Conforme previsto na Lei nº 7.418/1985, o empregador pode descontar até 6% do salário básico do empregado para custear o benefício. Contudo, muitas empresas, como política de incentivo ou benefício adicional, optam por arcar com o valor total do vale-transporte sem efetuar esse desconto. Para o CARF, ao assumir integralmente o custo, o empregador concede uma vantagem econômica ao empregado, o que caracteriza um pagamento de natureza salarial, ainda que indireta, atraindo a incidência das contribuições sociais.

A decisão gera impactos relevantes, pois amplia o conceito de remuneração para fins previdenciários e pode representar um aumento significativo na carga tributária para empresas que subsidiam o benefício de forma integral.
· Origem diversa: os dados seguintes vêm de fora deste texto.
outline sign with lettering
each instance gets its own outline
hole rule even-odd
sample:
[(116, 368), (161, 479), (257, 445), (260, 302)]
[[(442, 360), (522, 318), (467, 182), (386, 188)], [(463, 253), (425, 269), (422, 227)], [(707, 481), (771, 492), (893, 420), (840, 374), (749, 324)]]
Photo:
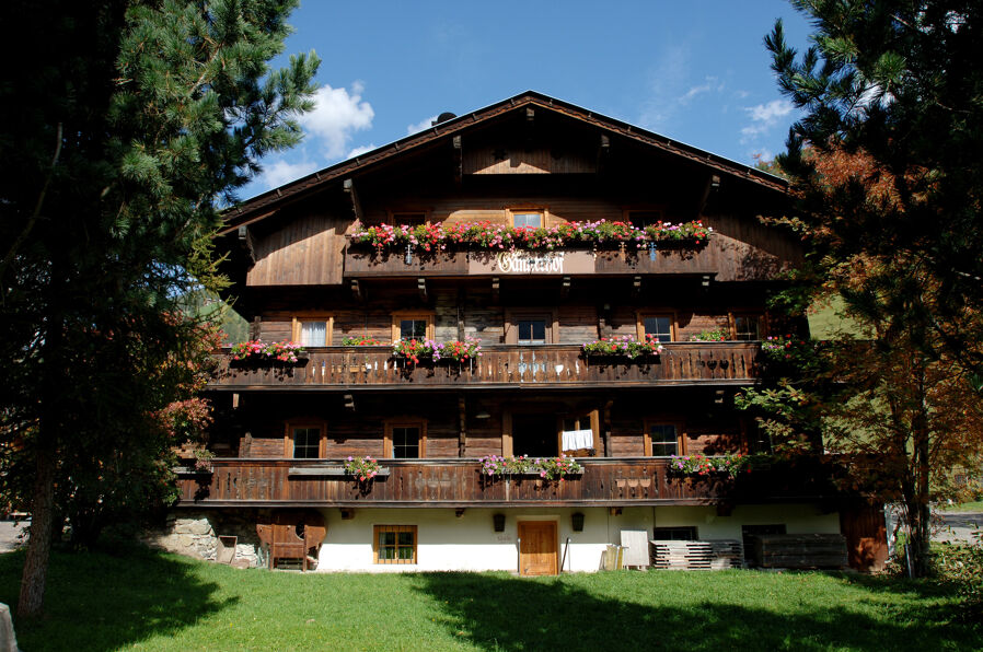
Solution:
[(471, 252), (467, 272), (473, 275), (553, 276), (592, 273), (591, 252)]

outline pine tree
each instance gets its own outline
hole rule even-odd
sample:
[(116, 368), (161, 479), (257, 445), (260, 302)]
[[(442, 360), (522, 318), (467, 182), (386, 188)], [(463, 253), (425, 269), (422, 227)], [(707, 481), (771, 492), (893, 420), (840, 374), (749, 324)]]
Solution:
[[(299, 141), (319, 60), (270, 71), (294, 0), (8, 0), (0, 84), (2, 434), (33, 464), (19, 613), (39, 613), (59, 458), (122, 465), (181, 398), (188, 290), (258, 159)], [(203, 252), (205, 255), (203, 256)], [(5, 462), (9, 456), (4, 457)], [(85, 474), (80, 473), (80, 476)], [(88, 476), (90, 494), (105, 474)], [(117, 474), (116, 477), (119, 477)]]
[(924, 574), (933, 482), (981, 447), (983, 4), (793, 4), (813, 45), (790, 48), (780, 21), (765, 39), (803, 110), (777, 159), (799, 199), (789, 222), (812, 245), (802, 278), (867, 339), (831, 350), (845, 396), (826, 406), (826, 443), (876, 461)]

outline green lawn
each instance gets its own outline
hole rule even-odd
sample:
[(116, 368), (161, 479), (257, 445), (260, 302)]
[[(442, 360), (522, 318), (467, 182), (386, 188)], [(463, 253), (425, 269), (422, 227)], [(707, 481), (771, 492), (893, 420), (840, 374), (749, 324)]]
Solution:
[[(0, 555), (0, 602), (22, 552)], [(932, 582), (820, 573), (519, 579), (238, 571), (149, 551), (56, 554), (24, 650), (979, 650)]]

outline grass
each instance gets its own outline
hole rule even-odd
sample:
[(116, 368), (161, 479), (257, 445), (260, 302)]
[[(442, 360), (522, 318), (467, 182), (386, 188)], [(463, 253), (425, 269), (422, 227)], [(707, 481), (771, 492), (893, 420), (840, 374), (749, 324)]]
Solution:
[[(0, 555), (16, 601), (22, 552)], [(55, 554), (25, 650), (979, 650), (932, 582), (822, 573), (316, 574)]]

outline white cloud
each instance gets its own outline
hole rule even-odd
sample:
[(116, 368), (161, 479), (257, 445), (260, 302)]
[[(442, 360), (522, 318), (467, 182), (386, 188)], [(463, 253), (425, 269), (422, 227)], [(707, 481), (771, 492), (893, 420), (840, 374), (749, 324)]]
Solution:
[(772, 100), (767, 104), (744, 107), (751, 116), (751, 124), (741, 129), (741, 143), (747, 144), (758, 136), (767, 133), (794, 109), (795, 106), (788, 100)]
[(325, 84), (314, 95), (314, 110), (300, 117), (304, 131), (323, 147), (324, 158), (344, 155), (351, 135), (372, 127), (375, 112), (371, 104), (362, 102), (363, 91), (365, 84), (358, 81), (351, 84), (350, 92)]
[(316, 161), (309, 161), (308, 159), (296, 163), (290, 163), (289, 161), (280, 159), (263, 166), (262, 183), (267, 189), (276, 188), (277, 186), (282, 186), (284, 184), (311, 174), (319, 167), (321, 166)]
[(346, 159), (355, 159), (356, 156), (361, 156), (361, 155), (365, 154), (366, 152), (371, 152), (371, 151), (374, 150), (377, 147), (379, 147), (379, 145), (377, 145), (377, 144), (373, 142), (372, 144), (363, 144), (363, 145), (359, 145), (359, 147), (357, 147), (357, 148), (351, 148), (351, 150), (348, 152), (348, 155), (345, 156), (345, 158), (346, 158)]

Diante desse novo entendimento, recomenda-se que as empresas revisem suas práticas relativas ao fornecimento do vale-transporte, considerando a realização do desconto de 6% permitido em lei. Além disso, é essencial documentar adequadamente a concessão e a utilização do benefício, garantindo sua destinação exclusiva ao deslocamento residência-trabalho, conforme a finalidade legal.

A decisão reforça a necessidade de constante atenção à legislação e à jurisprudência administrativa para que políticas de benefícios, ainda que bem-intencionadas, não resultem em passivos trabalhistas e tributários indesejados.